Мать, худая смуглая женщина, с огромными черными глазами, нарезала хлеб. Голубая выцветшая косынка охватывала ее голову, из-под косынки выбились неряшливо прихваченные черные, еще не седеющие пряди. Наталья, полная и тоже смуглая, сидела на табурете.
— Почему не помогаешь матери? — спросила она племянницу.
— Помогаю чем могу.
— Ах, уж оставь, — блеснула мать глазами. — От вашей помощи скоро в гроб ляжешь. Всю жизнь отдала, и вот благодарность.
— Что же мне делать, мама! Я сейчас нездорова.
— Я, когда ходила тобой, работала во-всю, и когда родила тебя, тоже никто не помогал.
Василий Федорович опирался на палку и хмуро смотрел в комнату. Эти разговоры между матерью и дочерью надоели ему до смерти. Они ни к чему не приводили. Мать хотела, чтобы дочь помогала по хозяйству, но дочери хозяйство было скучно. Она работала на табачной фабрике и не умела отдыхать и развлекаться с пчелами. Она развлекалась в кино и театре.
К тому же сейчас от нее и требовать ничего нельзя было.
Правда, Мостовой знал, что жена страдает не столько от того, что дочь не роется с ней в земле, сколько от того, что она равнодушна ко всему домашнему, от того, что мало чем делится с родителями, от того, что мать не знает даже, счастлива или несчастлива та в своей женской доле. Но не умеет этого объяснить, и происходят ненужные ссоры...
Дочь пожала плечами. Она была белокурая, нежнолицая, с круглым лбом, длинными волосами, намотанными на затылке в узел, и по-детски пышными щеками. Она не походила на смуглых женщин своего материнского рода, она не походила и на Мостового.
— Ну, хорошо, — сказала Катя, — ты ходила, ты работала, как вол, но почему ты попрекаешь меня этим каждую минуту? Почему ты за свое материнство требуешь платы?

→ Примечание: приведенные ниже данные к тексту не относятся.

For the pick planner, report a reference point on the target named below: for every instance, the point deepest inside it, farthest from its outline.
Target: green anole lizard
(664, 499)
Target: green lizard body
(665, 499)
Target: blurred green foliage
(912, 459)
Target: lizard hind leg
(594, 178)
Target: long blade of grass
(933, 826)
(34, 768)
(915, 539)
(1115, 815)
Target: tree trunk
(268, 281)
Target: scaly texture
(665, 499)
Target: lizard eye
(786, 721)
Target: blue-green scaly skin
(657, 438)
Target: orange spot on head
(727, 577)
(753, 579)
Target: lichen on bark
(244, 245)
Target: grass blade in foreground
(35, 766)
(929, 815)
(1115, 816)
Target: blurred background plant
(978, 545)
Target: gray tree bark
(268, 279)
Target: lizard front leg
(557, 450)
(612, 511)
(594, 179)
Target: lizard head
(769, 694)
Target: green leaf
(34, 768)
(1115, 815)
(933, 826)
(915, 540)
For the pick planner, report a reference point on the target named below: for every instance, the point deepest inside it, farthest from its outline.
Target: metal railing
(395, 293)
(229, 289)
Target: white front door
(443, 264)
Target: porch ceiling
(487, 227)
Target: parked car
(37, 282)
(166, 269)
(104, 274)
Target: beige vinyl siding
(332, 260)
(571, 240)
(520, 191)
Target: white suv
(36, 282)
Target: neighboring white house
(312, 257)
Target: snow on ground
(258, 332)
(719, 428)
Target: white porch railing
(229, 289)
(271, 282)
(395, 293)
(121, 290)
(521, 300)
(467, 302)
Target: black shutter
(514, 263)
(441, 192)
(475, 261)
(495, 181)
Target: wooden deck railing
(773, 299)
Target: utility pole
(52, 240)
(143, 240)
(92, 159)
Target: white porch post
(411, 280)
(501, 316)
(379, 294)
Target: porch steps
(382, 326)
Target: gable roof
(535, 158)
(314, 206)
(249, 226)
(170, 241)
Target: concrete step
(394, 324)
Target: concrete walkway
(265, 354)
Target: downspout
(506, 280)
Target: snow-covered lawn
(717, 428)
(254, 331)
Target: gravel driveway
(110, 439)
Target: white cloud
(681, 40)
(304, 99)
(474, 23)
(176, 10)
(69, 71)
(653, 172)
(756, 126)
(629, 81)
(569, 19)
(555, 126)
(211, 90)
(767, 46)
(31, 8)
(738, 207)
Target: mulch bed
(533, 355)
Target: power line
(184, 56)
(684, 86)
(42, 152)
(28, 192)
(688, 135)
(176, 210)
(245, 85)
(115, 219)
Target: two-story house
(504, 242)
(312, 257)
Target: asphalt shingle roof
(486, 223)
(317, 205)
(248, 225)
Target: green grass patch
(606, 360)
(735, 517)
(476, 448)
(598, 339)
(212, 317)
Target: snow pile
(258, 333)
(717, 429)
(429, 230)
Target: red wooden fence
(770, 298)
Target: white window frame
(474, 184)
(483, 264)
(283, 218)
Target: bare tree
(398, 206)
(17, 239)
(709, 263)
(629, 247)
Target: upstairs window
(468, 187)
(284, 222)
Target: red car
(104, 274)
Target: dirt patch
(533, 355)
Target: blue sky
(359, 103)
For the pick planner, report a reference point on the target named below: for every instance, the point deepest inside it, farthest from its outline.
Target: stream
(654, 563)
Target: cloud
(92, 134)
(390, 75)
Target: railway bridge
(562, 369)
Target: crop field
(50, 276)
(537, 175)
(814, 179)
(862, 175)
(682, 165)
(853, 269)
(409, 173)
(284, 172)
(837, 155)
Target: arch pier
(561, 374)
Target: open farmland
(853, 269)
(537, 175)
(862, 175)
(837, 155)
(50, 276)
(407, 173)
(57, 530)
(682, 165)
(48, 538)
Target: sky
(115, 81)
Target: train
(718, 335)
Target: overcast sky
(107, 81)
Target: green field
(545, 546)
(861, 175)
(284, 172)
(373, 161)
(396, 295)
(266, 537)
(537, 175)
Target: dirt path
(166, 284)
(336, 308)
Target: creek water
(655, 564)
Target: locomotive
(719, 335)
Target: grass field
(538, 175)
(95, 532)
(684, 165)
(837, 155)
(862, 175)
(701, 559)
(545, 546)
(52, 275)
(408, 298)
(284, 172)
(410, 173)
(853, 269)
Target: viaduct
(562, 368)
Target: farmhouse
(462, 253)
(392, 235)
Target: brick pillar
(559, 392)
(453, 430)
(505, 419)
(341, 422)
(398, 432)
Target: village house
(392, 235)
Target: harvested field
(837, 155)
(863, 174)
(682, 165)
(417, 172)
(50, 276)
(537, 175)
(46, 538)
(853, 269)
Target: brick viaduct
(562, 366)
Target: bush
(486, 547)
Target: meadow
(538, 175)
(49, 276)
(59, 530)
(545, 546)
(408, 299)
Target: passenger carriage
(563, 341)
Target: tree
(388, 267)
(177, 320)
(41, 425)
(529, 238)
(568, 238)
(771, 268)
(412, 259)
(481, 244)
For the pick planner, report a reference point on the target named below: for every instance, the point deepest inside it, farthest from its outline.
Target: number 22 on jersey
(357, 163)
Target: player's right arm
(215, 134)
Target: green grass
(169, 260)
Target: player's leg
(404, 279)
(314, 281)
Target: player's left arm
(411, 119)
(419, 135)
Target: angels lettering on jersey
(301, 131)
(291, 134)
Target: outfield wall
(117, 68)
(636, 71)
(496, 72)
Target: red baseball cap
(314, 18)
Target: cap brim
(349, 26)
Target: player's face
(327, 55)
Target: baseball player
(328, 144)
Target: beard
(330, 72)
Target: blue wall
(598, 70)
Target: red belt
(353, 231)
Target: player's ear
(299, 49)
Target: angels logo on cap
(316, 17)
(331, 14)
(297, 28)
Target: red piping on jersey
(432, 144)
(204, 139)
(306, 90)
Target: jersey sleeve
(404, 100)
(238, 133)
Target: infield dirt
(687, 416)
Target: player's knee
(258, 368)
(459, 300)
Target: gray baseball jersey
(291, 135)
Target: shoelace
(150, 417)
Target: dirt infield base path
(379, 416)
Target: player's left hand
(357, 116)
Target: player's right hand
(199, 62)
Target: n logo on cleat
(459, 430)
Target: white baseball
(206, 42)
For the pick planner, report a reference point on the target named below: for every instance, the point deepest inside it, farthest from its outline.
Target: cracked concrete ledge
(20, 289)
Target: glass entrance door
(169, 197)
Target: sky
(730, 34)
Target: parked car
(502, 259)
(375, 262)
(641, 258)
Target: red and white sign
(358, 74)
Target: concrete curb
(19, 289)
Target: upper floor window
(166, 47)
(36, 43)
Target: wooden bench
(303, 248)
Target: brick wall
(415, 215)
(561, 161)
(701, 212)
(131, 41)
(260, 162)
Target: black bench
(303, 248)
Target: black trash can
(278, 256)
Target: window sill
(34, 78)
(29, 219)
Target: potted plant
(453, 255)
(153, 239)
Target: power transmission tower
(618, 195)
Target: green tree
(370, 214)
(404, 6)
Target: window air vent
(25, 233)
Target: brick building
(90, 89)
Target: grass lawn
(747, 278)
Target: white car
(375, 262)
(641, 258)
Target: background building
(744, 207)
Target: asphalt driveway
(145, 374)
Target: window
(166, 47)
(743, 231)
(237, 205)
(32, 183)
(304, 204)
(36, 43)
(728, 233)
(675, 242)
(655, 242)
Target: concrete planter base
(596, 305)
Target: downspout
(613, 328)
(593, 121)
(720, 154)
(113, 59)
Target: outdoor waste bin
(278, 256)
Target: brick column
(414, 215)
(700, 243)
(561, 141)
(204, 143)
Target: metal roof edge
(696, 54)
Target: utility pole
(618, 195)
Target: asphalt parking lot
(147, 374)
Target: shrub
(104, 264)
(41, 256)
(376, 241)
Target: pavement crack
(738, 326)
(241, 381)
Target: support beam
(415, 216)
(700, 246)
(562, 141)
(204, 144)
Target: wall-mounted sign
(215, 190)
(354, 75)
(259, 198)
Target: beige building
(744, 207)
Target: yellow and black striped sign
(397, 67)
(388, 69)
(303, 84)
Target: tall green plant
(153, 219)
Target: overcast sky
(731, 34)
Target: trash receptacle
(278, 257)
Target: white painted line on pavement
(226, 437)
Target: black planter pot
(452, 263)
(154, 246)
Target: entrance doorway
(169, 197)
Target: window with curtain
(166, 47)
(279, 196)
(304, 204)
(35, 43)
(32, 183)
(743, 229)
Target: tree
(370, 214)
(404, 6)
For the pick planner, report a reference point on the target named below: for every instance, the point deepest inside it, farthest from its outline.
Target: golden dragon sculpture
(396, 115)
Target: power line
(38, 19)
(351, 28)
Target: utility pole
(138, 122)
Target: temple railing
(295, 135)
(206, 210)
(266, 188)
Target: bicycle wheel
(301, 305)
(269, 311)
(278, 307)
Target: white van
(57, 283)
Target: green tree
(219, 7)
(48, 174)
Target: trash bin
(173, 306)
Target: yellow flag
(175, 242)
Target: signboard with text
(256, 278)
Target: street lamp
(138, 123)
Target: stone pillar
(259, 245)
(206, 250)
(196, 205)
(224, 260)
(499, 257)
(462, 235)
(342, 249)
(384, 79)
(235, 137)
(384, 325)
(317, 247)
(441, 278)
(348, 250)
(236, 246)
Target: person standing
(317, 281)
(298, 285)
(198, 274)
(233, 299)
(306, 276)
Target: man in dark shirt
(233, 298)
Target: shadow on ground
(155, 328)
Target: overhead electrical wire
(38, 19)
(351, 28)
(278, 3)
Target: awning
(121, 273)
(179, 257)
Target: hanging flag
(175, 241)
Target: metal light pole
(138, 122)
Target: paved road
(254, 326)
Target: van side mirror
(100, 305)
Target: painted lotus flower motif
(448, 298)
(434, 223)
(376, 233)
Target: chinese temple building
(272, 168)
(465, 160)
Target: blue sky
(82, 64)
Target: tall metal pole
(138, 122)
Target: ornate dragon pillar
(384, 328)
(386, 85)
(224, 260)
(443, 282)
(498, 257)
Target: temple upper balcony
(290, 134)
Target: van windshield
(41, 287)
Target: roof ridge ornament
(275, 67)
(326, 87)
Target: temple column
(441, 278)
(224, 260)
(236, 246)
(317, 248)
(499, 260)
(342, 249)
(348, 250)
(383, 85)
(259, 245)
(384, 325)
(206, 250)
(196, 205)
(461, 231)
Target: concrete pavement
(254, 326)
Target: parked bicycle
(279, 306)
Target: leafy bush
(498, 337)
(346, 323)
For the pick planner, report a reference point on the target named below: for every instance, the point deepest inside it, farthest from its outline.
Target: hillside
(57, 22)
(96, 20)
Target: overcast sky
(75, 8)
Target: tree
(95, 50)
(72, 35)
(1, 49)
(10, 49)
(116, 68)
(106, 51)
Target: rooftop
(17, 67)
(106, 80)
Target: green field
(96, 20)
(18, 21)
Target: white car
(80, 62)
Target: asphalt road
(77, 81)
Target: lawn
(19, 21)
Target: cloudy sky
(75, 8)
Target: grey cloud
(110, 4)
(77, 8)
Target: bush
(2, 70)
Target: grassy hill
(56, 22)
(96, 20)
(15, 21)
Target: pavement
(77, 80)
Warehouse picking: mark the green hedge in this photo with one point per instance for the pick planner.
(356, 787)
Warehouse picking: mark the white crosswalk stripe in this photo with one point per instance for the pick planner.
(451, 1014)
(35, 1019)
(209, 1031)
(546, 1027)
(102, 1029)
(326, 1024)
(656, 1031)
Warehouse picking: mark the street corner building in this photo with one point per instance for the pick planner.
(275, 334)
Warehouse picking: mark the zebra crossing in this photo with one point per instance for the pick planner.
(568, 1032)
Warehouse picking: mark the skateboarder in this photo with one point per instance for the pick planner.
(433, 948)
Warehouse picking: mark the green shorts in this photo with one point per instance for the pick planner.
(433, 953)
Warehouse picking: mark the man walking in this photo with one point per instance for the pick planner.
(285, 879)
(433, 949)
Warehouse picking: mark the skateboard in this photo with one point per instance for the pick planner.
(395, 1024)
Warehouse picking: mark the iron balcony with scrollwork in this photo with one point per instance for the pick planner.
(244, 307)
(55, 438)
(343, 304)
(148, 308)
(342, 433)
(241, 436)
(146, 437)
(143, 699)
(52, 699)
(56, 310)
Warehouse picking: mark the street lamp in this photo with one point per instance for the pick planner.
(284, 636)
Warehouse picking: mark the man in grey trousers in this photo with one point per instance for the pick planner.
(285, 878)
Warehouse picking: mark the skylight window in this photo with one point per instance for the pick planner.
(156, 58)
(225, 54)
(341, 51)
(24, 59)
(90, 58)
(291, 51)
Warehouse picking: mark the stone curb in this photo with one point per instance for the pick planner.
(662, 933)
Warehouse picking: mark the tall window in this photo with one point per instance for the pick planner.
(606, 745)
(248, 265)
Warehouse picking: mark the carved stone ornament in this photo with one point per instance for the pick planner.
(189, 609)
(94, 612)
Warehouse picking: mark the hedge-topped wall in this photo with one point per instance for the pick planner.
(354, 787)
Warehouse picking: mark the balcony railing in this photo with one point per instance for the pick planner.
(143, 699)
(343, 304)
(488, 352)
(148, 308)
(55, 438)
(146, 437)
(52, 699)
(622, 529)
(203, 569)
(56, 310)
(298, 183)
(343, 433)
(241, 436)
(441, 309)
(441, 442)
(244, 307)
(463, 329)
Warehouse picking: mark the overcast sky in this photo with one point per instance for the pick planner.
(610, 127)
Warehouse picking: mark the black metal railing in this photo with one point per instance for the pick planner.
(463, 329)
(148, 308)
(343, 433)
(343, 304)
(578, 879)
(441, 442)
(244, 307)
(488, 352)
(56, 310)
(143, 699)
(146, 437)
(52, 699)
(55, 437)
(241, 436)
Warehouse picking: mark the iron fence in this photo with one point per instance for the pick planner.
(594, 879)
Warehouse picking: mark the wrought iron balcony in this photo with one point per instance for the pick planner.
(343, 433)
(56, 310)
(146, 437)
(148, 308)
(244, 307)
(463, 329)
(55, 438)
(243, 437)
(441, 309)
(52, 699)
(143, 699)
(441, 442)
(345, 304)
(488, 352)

Мать перестала нарезать хлеб и смотрела на нее черными, блестящими, страдающими глазами. Они открывались все шире, губы подергивались короткой судорогой.
— Как ты смеешь оскорблять мать! — взвизгнула Наталья.
«Опять начали! Испортят бабу, родить не дадут», — пробормотал Мостовой.
— Будет, — сказал он, входя, — и без вас тошно. Давай ужинать.